# Der Kieler hat Geburtstag



## Rainer Hönle (16 März 2011)

Hallo Jörg,

herzlichen Glückwunsch zu Deinem Geburtstag. Feier schön und ordentlich.


----------



## Cerberus (16 März 2011)

Auch von mir Alles Gute! :sm20:


----------



## IBFS (16 März 2011)

Alles gute ebenfalls   :sm24:


----------



## rostiger Nagel (16 März 2011)

:sm20: nur das beste zu deinem Ehrentag


----------



## Friedrich-Alexander (16 März 2011)

Hi Jörg,

alles Gute!

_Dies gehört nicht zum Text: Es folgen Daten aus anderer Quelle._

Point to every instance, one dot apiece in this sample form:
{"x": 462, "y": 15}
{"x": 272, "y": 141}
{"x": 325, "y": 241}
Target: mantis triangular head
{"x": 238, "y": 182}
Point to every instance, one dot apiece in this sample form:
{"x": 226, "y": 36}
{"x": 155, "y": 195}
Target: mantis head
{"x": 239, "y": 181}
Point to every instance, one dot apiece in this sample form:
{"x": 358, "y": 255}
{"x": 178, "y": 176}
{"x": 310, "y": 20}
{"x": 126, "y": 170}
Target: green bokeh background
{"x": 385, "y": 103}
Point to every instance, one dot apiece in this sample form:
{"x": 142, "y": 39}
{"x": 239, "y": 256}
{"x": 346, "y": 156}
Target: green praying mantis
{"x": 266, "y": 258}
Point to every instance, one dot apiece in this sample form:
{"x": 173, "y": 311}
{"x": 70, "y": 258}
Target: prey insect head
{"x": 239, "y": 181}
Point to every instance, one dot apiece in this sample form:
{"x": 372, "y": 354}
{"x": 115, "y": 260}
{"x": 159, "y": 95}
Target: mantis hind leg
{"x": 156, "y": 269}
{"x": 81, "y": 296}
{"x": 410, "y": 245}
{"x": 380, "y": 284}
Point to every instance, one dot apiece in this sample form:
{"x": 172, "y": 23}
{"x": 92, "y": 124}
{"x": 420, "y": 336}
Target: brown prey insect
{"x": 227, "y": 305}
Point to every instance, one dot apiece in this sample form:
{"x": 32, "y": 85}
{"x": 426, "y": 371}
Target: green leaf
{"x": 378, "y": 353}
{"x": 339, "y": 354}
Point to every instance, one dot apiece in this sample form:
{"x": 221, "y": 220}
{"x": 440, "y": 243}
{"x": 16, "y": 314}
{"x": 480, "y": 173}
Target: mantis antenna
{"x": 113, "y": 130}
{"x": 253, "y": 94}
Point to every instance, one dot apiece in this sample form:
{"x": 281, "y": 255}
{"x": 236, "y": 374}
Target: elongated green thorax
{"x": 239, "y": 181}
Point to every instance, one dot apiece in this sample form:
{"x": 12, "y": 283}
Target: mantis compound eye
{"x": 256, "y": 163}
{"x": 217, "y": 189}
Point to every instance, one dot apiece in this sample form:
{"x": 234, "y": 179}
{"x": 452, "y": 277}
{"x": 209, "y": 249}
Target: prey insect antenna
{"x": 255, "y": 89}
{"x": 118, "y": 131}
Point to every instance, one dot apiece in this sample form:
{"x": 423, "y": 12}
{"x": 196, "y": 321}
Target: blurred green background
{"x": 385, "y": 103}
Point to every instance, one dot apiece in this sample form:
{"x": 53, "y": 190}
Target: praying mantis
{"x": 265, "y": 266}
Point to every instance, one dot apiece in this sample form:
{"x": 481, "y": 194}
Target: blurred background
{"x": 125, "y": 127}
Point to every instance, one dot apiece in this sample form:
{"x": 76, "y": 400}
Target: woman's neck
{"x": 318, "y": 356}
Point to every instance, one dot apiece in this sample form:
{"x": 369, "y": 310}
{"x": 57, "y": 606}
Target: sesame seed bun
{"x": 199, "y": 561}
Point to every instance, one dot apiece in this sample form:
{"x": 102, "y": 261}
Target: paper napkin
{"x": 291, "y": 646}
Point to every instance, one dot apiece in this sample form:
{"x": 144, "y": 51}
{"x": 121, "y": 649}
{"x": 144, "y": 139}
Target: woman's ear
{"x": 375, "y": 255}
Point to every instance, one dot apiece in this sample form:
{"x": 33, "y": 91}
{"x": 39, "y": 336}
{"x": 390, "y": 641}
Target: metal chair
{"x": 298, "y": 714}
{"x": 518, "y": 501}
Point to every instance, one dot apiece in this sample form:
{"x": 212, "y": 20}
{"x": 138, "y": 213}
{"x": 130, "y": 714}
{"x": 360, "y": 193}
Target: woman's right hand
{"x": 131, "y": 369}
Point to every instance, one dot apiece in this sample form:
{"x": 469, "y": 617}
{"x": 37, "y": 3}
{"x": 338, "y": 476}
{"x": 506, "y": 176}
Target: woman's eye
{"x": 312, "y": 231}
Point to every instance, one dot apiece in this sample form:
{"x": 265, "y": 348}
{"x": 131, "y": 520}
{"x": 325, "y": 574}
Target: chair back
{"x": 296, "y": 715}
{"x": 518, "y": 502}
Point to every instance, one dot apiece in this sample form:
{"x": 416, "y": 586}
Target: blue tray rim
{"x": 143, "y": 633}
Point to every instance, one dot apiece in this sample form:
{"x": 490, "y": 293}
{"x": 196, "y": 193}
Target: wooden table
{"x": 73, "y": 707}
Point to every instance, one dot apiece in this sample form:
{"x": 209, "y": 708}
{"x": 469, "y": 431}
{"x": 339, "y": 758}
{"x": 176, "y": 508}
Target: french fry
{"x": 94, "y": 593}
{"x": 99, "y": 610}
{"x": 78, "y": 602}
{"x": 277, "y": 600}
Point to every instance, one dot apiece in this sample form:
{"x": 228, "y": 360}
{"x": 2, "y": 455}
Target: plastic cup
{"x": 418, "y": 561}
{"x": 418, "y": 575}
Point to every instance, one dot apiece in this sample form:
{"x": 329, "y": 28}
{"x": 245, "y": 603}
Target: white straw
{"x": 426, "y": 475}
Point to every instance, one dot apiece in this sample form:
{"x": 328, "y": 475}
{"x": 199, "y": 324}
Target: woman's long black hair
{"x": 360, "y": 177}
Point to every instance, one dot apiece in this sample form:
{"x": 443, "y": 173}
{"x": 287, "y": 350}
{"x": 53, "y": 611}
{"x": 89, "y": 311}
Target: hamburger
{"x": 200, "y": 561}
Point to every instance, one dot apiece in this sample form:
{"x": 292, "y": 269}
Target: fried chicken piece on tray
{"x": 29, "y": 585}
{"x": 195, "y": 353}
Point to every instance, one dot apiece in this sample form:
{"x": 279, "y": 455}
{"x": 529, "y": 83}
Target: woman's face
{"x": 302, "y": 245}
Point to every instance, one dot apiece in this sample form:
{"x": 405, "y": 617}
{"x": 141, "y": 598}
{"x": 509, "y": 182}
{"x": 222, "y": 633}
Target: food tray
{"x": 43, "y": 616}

Lass Dich heute nicht zu sehr stressen!

Gruß FA


----------



## marlob (16 März 2011)

Dann mal Herzlichen Glückwunsch


----------



## Mordor_FRI (16 März 2011)

Happy Geburtstag:sm2:


----------



## b1k86-DL (16 März 2011)

Hallo Jörg,

lass es krachen.:s11:

Viele Grüße 

Benjamin


----------



## Homer79 (16 März 2011)

...auch von mir alles Gute zum Geburtstag!!!!!....

:sm20:          :sm24:


----------



## dalbi (16 März 2011)

Hi,

von mir auch, alles Gute zum Geburtstag.

:sm20:

Gruss Daniel


----------



## Kai (16 März 2011)

Herzlichen Glückwunsch zum Geburtstag.

:sm20:

Gruß Kai


----------



## Tommi (16 März 2011)

dasselbe unbekannterweise auch von mir...

Gruß
Tommi


----------



## Unimog-HeizeR (16 März 2011)

Von mir natürlich auch:

Herzlichen Glückwunsch zum Burzldag!

Gruß
Timo


----------



## kolbendosierer (16 März 2011)

Happy Birthday!!!!!!

Feier schön.


----------



## diabolo150973 (16 März 2011)

Von mir auch alles Gute in den Nordosten!

Herzlichen Glückwunsch!


Gruß,

dia


----------



## Nordischerjung (16 März 2011)

Von mir an den "fast Nachbar" auch alles gute zum Geburtstag


----------



## Paule (16 März 2011)

*Zum Geburtstag*

Von mir auch noch alles Gute. :sm20:
Auch wenn die Feier wohl schon fast vorbei ist. :sm24:


----------



## RGerlach (17 März 2011)

Hallo Kieler,

auch von mir nachträglich alles Gute zum Geburtstag.

:sm20::sm20::sm20:

Grüße

Ralph


----------



## Sven Rothenpieler (17 März 2011)

Von mir auch alles gute nachträglich... ;-)


----------



## Larry Laffer (17 März 2011)

ist mir gestern wohl irgendwie durchgerutscht ...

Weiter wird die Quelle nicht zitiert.